Problem: Create a simple server module to accept a bit of data and simply reply with a string. Let that data be set with querystring parameters.
If I wanted to send the data as parameters in a POST request I would just do this:
POST to http://[DOMAIN/BASEPATH]/w=[WEBROUTINE]&r=[SRVROUTINE]&vlweb=1&part=[PARTITION]&lang=[LANGUAGE]
with, for instance,
But if the client expects to be able to send the data as part of the querystring, in a GET request, I need to do this:
GET to http://[DOMAIN/BASEPATH]/w=[WEBROUTINE]&r=[SRVROUTINE]&vlweb=1&part=[PARTITION]&lang=[LANGUAGE]&f(FIELD1)=DATA1&f(FIELD2)=DATA2
I could not find that f(…) trick, putting the parameters inside the parentheses, in the documentation but a very lucky search on the forum helped me.
My sample server module looks like this:
Begin_Com Role(*EXTENDS #PRIM_SRVM)
Define Field(#PROC_OUTPUT) Type(*string) Length(65535)
Srvroutine Name(DATA) Response(#RESPONSE)
Field_Map For(*INPUT) Field(#FIELD1)
Field_Map For(*INPUT) Field(#FIELD2)
* do something with FIELD1 and FIELD2 here
#PROC_OUTPUT := "Done"
#RESPONSE.ContentString := #PROC_OUTPUT
Surprise!

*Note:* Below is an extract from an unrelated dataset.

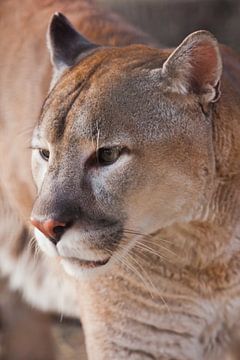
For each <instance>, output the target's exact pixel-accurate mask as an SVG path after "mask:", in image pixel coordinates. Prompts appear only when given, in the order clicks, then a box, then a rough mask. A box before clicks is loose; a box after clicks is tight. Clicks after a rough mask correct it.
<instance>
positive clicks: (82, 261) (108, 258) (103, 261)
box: [65, 257, 110, 269]
mask: <svg viewBox="0 0 240 360" xmlns="http://www.w3.org/2000/svg"><path fill="white" fill-rule="evenodd" d="M65 260H68V261H70V262H71V263H72V264H75V265H78V266H80V267H82V268H85V269H94V268H96V267H100V266H104V265H106V264H107V263H108V261H109V260H110V257H109V258H108V259H105V260H97V261H94V260H82V259H77V258H67V259H65Z"/></svg>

I am no friend of the Lansa documentation, so I thought I would add a few notes here.
I am grateful that there is an intrinsic function for floats as ArcTangent2, but which parameter is X and which is Y? The documentation is pretty sure that it is like this
#X.ArcTangent2( #Y ) /* not exactly... */
but I find that the parameters are reversed, if you take the thinking from elsewhere, like my previous programming experiences and for instance Wikipedia. A better explanation in the documentation could have helped me here, but I managed to find out that the problem was here. So I changed my code to
#Y.ArcTangent2( #X ) /* now similar to atan2(y,x) elsewhere */
Then comes the question of precedence… The difference between these two lines is obvious:
#A1 := (#DT / 2).Sine * (#DT / 2).Sine + #RT1.Cosine * #RT2.Cosine * (#DN / 2).Sine * (#DN / 2).Sine
#A2 := ((#DT / 2).Sine * (#DT / 2).Sine) + (#RT1.Cosine * #RT2.Cosine * (#DN / 2).Sine * (#DN / 2).Sine)
But I was surprised that they returned different results. I expected that both returned the same as the second one. Instead, the first returned the same as
#A3 := ((#DT / 2).Sine * (#DT / 2).Sine) + #RT1.Cosine) * (#RT2.Cosine * (#DN / 2).Sine * (#DN / 2).Sine)
I realize now that 1 + 2 * 3 in RDML(X) equals 9, whereas I would have expected 7 from my experience in many other languages. Now I know.